A perennial herb with a square, erect, stiff stem, loosely branched towards the top and sparsely leafy. The opposite, dull-green leaves are pinnately divided into oblong lobes, often with rounded teeth, the terminal lobe the largest; the upper leaves are smaller and less divided. The small, slightly two-lipped, pale-lilac flowers are arranged in long terminal spikes. The corolla tube is almost twice as long as the calyx. The fruit consists of four reddish-brown nutlets. All parts of the plant are roughly hairy.
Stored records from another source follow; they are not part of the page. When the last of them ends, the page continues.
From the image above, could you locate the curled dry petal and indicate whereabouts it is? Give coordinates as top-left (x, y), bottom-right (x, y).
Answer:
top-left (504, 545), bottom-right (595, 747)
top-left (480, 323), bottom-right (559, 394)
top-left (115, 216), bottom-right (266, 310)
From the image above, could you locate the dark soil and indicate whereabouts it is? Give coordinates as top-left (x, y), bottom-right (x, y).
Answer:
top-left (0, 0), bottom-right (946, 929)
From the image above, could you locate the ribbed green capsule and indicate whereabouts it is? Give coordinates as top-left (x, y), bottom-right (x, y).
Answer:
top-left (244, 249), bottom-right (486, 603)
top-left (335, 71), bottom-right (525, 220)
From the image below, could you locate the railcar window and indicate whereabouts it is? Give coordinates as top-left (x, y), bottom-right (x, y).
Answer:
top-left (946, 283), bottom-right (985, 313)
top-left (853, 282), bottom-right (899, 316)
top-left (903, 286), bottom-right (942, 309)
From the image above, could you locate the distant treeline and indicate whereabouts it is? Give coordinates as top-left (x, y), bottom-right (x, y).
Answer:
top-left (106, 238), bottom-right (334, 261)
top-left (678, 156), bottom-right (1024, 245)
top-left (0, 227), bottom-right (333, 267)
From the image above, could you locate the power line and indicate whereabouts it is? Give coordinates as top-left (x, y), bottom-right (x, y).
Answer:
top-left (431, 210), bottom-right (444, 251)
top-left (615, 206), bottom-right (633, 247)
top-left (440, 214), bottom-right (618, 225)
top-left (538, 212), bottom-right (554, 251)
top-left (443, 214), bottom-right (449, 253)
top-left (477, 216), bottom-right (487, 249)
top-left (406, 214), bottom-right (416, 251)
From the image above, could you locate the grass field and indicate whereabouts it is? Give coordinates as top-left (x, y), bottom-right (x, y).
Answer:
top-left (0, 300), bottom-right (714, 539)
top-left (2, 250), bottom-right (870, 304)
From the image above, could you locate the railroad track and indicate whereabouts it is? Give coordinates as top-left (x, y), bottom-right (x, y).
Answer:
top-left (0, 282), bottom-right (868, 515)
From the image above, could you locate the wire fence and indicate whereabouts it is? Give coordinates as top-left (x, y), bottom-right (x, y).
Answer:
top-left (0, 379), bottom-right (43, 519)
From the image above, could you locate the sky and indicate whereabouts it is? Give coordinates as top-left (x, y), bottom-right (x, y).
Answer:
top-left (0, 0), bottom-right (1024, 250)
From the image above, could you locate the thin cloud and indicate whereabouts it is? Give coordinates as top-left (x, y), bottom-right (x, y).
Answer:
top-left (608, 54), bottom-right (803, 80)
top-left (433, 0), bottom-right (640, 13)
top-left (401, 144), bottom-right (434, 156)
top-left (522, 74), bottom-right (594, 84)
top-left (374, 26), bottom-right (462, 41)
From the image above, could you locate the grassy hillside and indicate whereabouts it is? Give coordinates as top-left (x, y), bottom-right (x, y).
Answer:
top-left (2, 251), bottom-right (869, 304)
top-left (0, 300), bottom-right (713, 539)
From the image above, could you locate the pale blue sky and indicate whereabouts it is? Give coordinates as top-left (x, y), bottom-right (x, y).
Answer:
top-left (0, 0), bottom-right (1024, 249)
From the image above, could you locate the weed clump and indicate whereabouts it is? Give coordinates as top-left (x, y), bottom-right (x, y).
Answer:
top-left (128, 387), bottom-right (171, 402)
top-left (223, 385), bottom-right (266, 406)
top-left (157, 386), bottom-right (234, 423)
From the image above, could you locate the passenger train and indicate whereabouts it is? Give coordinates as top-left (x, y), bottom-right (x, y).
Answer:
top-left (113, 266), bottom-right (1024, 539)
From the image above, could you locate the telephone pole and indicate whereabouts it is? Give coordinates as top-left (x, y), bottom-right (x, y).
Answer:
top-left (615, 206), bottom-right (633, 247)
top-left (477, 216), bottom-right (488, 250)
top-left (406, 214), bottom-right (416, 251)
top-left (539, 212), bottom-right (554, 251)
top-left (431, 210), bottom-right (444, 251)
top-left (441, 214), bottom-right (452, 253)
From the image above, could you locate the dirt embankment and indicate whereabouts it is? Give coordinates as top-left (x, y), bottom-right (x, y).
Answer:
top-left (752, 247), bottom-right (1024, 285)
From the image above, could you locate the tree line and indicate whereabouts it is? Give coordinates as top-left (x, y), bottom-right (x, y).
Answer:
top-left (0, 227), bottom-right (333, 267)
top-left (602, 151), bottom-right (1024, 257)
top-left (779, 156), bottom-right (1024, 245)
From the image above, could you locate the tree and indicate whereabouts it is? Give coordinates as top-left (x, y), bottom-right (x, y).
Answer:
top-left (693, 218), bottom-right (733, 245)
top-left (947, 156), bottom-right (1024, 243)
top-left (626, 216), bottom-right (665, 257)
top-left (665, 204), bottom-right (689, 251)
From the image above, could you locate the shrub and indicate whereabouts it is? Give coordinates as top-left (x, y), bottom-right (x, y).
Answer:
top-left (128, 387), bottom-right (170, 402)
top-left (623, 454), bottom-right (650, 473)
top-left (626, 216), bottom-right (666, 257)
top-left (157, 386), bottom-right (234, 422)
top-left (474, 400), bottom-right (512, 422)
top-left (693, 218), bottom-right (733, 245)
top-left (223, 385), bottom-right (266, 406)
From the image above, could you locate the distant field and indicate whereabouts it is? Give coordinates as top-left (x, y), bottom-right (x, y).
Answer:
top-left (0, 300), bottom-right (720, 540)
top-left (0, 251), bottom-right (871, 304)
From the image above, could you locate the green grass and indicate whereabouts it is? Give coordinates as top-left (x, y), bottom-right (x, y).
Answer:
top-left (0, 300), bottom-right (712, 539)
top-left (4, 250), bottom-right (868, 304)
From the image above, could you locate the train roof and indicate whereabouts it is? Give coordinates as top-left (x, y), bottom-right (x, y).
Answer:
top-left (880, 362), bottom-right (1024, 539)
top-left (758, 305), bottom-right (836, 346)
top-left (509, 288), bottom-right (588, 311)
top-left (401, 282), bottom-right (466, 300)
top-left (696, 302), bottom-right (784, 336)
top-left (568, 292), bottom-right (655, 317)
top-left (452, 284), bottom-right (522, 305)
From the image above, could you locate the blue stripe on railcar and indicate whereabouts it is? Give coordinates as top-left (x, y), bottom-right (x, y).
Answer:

The flowering stems are used medicinally. Their constituents include the glycoside verbenalin and verbenin, tannins, an essential oil, mucilage, saponins and mineral compounds. These substances give Vervain astringent, diuretic, stomachic, tonic, diaphoretic, antispasmodic, vulnerary, mild sedative and hypnotic properties. It is used internally in an infusion for various disorders associated with the stomach, liver and kidneys. It is also excellent for stimulating the metabolism, for treating general nervous exhaustion, insomnia and migraine. Externally Vervain is used in gargles and in compresses and bath preparations for skin disorders. A tincture prepared from the fresh plant is used in homeopathy.
Vervain grows wild in most parts of Europe in waste places and by waysides, always in a sheltered spot. It is uncommon in the British Isles, where it is native, and is mostly found only in England and Wales. Vervain has long been associated with magic and sorcery as well as with medicine. Roman soldiers carried it in their packs to protect them, and lovers used it in love potions. The common name, Vervain, is derived from verbena, which was the classical Roman term for altar plants used in religious ceremonies. Vervain was once believed to ward off plague and if worn round the head it would keep away headaches and prevent poisonous bites. It remains a popular herbal remedy for nervous complaints.